This type of permission issue can occur when the directory containing your docker-compose.yaml file, configuration subdirectories (config/), scripts, and other deployment artifacts resides directly on certain shared file systems.
The primary reason is the way in which Docker volume mounts interact with the
permission models of these file systems. Many essential files are mapped from your
deployment directory into the containers (often using relative paths). Shared file
systems frequently have strict permission enforcement based on user/group IDs or use
mechanisms like root_squash (common on NFS).

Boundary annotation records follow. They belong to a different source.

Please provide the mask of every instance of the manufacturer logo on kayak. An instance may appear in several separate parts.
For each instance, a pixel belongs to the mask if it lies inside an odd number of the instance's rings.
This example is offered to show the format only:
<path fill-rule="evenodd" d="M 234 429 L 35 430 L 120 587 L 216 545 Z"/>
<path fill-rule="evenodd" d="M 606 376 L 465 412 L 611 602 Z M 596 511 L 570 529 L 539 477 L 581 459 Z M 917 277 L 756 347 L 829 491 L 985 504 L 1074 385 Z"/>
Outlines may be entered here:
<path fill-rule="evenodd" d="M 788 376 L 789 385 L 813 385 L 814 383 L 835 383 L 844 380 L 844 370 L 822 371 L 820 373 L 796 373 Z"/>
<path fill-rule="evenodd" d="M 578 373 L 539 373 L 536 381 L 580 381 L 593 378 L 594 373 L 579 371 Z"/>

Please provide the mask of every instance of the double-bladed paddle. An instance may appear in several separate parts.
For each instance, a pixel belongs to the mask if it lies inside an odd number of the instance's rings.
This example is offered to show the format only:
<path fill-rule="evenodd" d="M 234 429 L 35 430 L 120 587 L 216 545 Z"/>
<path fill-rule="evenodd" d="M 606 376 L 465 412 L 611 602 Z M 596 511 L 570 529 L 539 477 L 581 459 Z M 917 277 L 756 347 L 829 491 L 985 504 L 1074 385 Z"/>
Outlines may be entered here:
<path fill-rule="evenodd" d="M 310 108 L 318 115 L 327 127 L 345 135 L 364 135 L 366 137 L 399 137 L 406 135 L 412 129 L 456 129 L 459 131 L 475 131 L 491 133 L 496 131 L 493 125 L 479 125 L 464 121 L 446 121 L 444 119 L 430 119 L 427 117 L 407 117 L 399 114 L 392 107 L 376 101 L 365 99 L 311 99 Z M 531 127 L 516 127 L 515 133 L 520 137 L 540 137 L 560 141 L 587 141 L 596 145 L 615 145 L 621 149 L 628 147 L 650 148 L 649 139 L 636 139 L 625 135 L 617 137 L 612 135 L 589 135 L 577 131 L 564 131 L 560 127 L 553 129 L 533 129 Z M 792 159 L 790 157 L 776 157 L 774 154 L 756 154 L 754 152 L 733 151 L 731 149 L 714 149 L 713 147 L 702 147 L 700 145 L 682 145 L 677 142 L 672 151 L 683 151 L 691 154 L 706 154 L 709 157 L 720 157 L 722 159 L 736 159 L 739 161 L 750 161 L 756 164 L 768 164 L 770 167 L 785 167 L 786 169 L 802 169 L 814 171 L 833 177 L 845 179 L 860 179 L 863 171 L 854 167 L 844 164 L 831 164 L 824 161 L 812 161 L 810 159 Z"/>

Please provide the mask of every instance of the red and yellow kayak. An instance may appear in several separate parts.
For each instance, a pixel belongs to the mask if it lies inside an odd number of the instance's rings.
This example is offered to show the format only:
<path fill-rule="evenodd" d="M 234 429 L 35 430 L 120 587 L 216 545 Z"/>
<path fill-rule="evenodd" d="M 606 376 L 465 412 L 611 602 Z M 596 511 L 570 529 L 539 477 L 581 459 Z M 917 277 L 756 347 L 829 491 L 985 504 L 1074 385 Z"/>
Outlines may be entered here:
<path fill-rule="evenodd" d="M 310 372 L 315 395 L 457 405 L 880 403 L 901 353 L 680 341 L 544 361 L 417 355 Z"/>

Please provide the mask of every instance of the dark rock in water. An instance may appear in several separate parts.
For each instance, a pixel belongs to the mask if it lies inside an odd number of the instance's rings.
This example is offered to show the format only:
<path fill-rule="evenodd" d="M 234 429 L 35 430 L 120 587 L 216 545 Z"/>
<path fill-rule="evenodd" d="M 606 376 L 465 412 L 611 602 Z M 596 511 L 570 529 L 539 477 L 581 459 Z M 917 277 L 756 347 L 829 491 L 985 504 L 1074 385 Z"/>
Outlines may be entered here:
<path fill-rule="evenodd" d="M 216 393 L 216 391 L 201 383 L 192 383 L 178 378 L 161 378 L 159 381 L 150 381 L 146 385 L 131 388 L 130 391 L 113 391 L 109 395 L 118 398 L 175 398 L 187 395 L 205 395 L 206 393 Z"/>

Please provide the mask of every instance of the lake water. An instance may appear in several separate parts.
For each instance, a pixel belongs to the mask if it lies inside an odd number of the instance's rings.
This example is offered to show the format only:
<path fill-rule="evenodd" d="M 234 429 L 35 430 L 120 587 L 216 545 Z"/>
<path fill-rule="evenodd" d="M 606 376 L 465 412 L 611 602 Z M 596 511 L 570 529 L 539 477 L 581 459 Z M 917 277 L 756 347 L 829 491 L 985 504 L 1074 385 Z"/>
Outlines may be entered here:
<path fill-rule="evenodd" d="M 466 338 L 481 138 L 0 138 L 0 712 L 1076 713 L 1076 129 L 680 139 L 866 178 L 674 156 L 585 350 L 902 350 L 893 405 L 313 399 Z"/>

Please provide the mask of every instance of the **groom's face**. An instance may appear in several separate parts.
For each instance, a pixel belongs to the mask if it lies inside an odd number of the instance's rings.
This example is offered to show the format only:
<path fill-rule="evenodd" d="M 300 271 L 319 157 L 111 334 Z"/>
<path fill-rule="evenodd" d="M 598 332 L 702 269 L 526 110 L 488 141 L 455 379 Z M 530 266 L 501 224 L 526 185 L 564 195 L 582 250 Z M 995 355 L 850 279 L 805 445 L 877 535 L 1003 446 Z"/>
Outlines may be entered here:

The user account running processes inside the container (which might be root or a specific non-root user ID defined in the container image) may not have the necessary read/execute permissions on the mapped files according to the rules enforced by the shared file system. This can happen if the container user's UID/GID does not align with the file ownership on the share, or if root access from the container is mapped to a non-privileged user (like nobody) on the share.
Solution: The recommended approach to avoid these permission conflicts is to run the Docker Compose deployment from a local file system on the host machine where Docker is running:
Move or copy your entire HPS deployment directory (the docker-compose-customer/ directory containing docker-compose.yaml, .env, config/, and so on) to a path on a local disk.
Example: Placing the deployment in a directory like /opt/hps or /srv/deployment/ansys-hps on the host's local storage is generally more reliable.
Run your Docker Compose commands from this new location on the local file system.